Wheat Stem Maggots Observed in S.D. Wheat Back »

Figure 1. Wheat stem maggot.
Courtesy: J. McMechan, University of Nebraska Extension


Written collaboratively by Adam Varenhorst, Emmanuel Byamukama, Connie Strunk, Patrick Wagner, and Amanda Bachmann.

While scouting wheat fields throughout South Dakota, we have started noticing the presence of bleached heads scattered throughout many different fields. These discolored heads are the result of an infestation of the wheat stem maggot (Figure 1).

Infestation Symptoms

The symptoms associated with wheat stem maggot infestations can be confused with symptoms of wheat scab. The difference between wheat scab and wheat stem maggot symptoms is that plants infected by wheat scab will have partially bleached or completely bleached heads and the peduncle remains green or may be slightly discolored (Figure 2). Bleached spikelets by scab may also have a pinkish color. Plants infested with the wheat stem maggot will have entire heads and peduncles that are bleached (Figure 3). If the discolored head of an infested plant is pulled on, it will easily come off from the rest of the plant.
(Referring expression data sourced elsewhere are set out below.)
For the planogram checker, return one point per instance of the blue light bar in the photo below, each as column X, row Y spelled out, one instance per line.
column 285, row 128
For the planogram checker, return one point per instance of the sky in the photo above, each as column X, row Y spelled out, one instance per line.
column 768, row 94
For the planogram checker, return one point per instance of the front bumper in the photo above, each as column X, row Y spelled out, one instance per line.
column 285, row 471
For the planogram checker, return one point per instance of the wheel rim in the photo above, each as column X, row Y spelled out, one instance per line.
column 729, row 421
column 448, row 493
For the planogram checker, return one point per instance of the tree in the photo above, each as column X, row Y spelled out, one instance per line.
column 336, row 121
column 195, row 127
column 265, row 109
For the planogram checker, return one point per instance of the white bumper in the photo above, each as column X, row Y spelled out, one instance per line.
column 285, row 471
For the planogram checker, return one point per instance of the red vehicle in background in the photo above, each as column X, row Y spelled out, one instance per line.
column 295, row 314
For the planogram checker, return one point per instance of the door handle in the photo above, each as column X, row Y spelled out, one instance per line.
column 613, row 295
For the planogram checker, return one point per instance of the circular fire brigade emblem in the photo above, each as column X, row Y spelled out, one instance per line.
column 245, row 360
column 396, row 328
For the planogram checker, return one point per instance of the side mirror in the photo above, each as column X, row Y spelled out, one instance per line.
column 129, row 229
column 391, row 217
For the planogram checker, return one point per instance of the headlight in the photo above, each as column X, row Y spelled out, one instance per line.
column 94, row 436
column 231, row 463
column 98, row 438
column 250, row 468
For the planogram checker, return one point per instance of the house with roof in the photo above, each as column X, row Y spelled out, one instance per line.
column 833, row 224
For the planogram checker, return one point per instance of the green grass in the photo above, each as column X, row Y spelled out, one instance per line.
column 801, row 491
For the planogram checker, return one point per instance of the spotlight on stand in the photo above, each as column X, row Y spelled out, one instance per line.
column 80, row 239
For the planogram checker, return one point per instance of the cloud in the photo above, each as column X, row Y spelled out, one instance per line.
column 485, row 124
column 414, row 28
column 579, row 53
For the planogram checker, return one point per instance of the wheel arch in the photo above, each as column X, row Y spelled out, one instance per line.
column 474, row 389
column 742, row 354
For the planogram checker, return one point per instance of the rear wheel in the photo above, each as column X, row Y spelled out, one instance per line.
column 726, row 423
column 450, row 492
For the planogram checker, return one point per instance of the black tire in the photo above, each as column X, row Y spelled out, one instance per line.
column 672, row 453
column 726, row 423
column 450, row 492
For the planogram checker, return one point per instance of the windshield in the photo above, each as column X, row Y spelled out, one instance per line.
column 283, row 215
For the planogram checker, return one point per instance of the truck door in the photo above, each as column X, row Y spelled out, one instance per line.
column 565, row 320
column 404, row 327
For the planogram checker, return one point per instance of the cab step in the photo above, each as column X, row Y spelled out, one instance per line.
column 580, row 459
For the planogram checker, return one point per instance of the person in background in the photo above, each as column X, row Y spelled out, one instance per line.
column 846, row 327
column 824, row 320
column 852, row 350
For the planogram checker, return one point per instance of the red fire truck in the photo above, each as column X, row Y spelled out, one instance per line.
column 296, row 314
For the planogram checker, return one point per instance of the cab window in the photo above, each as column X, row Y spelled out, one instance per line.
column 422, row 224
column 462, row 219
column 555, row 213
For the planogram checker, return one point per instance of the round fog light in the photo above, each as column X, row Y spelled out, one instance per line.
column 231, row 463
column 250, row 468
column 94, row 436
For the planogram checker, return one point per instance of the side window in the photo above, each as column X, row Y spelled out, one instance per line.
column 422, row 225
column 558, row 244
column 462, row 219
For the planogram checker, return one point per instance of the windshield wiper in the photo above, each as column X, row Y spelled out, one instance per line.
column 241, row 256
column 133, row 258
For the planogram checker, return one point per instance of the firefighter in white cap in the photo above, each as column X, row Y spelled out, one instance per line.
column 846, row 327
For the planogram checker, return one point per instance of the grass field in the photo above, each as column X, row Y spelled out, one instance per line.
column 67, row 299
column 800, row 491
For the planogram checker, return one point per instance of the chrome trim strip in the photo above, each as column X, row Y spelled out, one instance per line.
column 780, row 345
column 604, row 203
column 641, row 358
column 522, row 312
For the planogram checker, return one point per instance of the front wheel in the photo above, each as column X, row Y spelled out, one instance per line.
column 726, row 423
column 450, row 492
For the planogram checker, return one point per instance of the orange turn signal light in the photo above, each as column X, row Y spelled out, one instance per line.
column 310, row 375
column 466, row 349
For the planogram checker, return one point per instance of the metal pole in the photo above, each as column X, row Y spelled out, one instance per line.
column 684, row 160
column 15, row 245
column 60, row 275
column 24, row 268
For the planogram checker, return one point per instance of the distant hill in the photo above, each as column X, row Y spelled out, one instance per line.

Fig. 2. Scab symptoms (bleached spikelets and florets) on wheat heads.

 

Fig. 3. Wheat stem maggot infested wheat plant with bleached head and the peduncle. Credit: A. Varenhorst

 

Lifecycle & Behavior

Wheat stem maggots have two or possibly three generations per year in South Dakota. The first generation of wheat stem maggot adults emerge in early June and lay their eggs on the leaves of grasses, including wheat. The maggots hatch in mid-June to July and will tunnel into the stems of the host plants. The wheat stem maggots feed for 1-2 weeks and then pupate within the stems. The adults of the following generation will emerge in late July to August. The eggs laid by the second generation will either overwinter in grasses or emerge and continue their lifecycles in the fall.

Management

The wheat stem maggot infestations that were observed while scouting were relatively minimal. Historically, this is not a yield limiting pest so we do not recommend the use of insecticides to manage it. Even when insecticides are used, no yield differences are observed within the field when compared to areas where insecticides were not applied. This pest can be managed by rotating to a different crop and eliminating volunteer wheat and grass hosts within fields and around the field margins.